そして神宮第一の古典『皇大神宮儀式帳』等にあるように、宇治土公宮司家の祖先で猿田彦大神の裔である大田命が、倭姫命の御巡幸に際して、猿田彦大神が聖地として開拓された五十鈴の川上にある宇遅(宇治)の地をお勧めし、そこに皇大神宮(内宮)が造営されました。そのため宇治土公家はその後、神宮において代々『玉串大内人(たまぐしおおうちんど)』という特別な職に任ぜられ、式年遷宮で心御柱と御船代を造り奉るなど、重要な役割を果たしてきました。

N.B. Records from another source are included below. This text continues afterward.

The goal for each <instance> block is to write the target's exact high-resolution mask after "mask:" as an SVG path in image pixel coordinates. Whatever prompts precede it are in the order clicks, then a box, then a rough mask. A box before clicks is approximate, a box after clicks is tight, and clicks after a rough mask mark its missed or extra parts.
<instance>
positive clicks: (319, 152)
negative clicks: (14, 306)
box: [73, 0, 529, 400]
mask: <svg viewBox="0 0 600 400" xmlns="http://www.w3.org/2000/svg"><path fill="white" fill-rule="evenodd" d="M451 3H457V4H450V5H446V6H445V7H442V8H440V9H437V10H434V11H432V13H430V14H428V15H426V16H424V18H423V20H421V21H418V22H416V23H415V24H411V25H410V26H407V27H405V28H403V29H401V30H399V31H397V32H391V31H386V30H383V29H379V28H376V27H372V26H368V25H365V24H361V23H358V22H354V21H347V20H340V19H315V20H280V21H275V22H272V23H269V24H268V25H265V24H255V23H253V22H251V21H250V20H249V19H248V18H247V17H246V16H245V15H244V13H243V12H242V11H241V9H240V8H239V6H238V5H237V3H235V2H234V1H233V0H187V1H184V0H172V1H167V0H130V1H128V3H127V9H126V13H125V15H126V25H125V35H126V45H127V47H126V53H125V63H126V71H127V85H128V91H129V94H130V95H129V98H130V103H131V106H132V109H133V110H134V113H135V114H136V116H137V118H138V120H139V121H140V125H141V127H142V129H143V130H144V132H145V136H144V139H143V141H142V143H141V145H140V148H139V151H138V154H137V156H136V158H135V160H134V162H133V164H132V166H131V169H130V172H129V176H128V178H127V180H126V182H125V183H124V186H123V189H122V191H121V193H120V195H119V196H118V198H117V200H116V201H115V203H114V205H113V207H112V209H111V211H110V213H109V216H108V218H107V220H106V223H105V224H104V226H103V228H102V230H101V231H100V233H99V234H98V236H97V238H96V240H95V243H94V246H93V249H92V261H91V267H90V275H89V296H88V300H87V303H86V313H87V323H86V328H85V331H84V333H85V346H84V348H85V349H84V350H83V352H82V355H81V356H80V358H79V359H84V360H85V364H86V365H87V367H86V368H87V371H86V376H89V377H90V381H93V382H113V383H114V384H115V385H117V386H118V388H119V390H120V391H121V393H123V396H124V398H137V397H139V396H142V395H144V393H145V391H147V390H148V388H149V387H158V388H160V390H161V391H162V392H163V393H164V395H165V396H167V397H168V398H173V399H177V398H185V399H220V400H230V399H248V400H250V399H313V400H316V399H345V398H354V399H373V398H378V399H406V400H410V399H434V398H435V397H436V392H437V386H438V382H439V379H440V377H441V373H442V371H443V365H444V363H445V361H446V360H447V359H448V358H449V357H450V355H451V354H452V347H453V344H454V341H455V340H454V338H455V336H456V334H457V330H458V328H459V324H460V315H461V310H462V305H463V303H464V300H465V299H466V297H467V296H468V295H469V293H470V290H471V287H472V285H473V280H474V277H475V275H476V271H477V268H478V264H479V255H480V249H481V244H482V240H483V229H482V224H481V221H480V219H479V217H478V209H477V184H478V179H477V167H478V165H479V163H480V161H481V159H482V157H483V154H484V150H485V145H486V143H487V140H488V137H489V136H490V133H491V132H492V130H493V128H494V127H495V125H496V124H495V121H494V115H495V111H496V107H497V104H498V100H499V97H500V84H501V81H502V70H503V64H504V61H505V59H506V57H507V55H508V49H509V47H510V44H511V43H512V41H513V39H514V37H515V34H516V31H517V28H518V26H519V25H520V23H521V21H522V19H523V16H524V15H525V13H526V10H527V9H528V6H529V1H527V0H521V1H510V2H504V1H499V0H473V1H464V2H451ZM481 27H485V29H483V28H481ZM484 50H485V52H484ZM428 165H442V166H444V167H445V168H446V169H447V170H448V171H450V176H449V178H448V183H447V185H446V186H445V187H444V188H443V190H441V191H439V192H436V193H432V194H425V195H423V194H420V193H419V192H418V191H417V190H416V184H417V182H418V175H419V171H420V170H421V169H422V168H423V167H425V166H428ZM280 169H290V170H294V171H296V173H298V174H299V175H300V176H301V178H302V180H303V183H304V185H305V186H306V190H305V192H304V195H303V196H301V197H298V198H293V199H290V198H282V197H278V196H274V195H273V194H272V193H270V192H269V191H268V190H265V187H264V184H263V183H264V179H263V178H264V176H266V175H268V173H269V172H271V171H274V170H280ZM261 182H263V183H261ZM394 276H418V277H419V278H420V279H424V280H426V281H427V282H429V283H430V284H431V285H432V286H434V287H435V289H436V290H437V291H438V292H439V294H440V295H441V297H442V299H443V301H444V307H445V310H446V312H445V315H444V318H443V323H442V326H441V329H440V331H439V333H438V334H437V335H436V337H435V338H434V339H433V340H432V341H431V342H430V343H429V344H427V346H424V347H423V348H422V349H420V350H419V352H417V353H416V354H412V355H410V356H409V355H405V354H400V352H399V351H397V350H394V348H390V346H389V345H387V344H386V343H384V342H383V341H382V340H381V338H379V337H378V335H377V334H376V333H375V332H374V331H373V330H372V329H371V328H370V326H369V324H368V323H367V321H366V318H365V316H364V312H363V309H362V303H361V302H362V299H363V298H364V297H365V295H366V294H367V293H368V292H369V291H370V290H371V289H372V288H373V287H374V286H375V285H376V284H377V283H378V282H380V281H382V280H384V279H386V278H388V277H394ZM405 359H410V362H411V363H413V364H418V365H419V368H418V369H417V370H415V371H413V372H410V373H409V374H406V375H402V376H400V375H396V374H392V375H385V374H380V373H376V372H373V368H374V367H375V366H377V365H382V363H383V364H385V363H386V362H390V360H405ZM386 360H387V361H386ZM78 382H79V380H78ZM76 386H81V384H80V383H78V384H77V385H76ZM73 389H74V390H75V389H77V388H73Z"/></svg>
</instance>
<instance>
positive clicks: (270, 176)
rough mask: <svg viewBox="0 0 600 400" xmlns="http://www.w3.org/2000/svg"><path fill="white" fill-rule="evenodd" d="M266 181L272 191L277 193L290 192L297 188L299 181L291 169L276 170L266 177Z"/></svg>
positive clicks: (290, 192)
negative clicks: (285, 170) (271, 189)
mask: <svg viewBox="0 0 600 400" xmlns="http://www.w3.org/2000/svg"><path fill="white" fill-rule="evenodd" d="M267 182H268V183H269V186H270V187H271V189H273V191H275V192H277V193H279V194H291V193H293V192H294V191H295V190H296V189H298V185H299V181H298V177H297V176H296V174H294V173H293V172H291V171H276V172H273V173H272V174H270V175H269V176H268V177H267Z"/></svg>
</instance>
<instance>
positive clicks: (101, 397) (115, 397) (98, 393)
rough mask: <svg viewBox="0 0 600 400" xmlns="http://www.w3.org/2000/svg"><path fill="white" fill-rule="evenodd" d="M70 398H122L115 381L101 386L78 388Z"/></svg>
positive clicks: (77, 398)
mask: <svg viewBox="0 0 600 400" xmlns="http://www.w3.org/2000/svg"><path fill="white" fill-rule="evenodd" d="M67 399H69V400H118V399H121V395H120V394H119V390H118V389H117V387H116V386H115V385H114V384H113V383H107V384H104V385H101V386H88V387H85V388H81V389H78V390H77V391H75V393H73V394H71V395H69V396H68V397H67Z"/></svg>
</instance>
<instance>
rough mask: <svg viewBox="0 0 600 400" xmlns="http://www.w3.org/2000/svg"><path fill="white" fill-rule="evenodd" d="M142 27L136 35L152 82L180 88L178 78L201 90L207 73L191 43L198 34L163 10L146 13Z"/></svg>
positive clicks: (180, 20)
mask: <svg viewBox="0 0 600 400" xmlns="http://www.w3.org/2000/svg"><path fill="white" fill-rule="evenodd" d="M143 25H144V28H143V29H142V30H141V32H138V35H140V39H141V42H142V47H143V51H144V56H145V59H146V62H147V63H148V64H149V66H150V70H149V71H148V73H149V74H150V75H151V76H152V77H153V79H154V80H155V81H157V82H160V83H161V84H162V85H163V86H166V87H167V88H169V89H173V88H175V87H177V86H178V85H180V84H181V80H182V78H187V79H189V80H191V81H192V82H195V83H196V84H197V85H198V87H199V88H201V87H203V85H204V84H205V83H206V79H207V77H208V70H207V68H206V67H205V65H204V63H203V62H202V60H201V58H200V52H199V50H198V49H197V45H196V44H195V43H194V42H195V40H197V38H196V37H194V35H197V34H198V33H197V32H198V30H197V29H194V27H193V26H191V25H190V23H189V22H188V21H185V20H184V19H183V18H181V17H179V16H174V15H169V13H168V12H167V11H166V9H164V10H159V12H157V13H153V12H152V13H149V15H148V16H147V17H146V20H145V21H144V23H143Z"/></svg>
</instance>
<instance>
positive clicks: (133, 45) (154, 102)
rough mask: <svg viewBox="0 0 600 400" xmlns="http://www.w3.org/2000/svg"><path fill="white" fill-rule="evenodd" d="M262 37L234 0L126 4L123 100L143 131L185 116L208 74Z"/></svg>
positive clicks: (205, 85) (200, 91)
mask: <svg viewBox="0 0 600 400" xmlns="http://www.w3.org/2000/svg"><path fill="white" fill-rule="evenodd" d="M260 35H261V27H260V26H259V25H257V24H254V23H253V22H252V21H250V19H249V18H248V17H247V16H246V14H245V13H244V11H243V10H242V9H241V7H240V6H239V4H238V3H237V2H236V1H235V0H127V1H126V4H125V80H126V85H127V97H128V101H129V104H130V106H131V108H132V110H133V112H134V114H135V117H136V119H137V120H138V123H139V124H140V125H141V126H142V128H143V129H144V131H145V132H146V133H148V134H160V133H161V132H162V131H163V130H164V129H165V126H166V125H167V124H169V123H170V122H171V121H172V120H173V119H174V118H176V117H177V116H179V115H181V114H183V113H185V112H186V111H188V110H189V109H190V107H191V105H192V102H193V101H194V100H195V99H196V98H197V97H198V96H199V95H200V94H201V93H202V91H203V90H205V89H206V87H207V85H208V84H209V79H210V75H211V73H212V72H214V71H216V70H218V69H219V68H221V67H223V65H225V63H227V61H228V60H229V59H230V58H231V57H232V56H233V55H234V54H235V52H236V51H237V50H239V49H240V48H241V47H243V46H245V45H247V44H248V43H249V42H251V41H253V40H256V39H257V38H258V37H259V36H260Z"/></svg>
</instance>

当社は猿田彦大神の子孫である宇治土公家が代々宮司を務める神社です」
<所感>
つまり伊藤小坡は、天孫降臨や伊勢神宮の創立にかかわった日本の名家といっても良い宇治土公家に生まれ、幼少の時から古典文学、茶の湯、柔術を習い、14歳頃から新聞小説の挿絵を竹紙に模写し始め、郷土画家の磯部百麟に師事して絵を習い、21歳の時に画家になることを決意して京都へ出た。京都では京都市立美術工芸学校教授の荒木矩から漢字と国語を、漢学者の巌本範治から漢字を学んでいる、とのことなので、生まれながらの環境で得た素養と、本人の優れた才能に加えて、当時の日本人としての一流の教養を身につけた素晴らしい画家だったのだろうと思われる。
我々の時代(昭和29年頃)、京都の公立小学校の修学旅行は伊勢旅行が一般的であった。ただ私の通った京都学芸大附属京都小学校は国立で、マッカーサー進駐軍の政策のモルモット教育を受けた世代であったためか、修学旅行はなぜか伊勢ではなく小豆島であった。もし公立の小学校に通っていれば修学旅行でお伊勢さんに行き、伊勢出身の有名な画家が京都にいることを教えてもらったかもしれないのに、などと、この年まで伊藤小坡という素晴らしい画家を知らなかった言い訳にしている。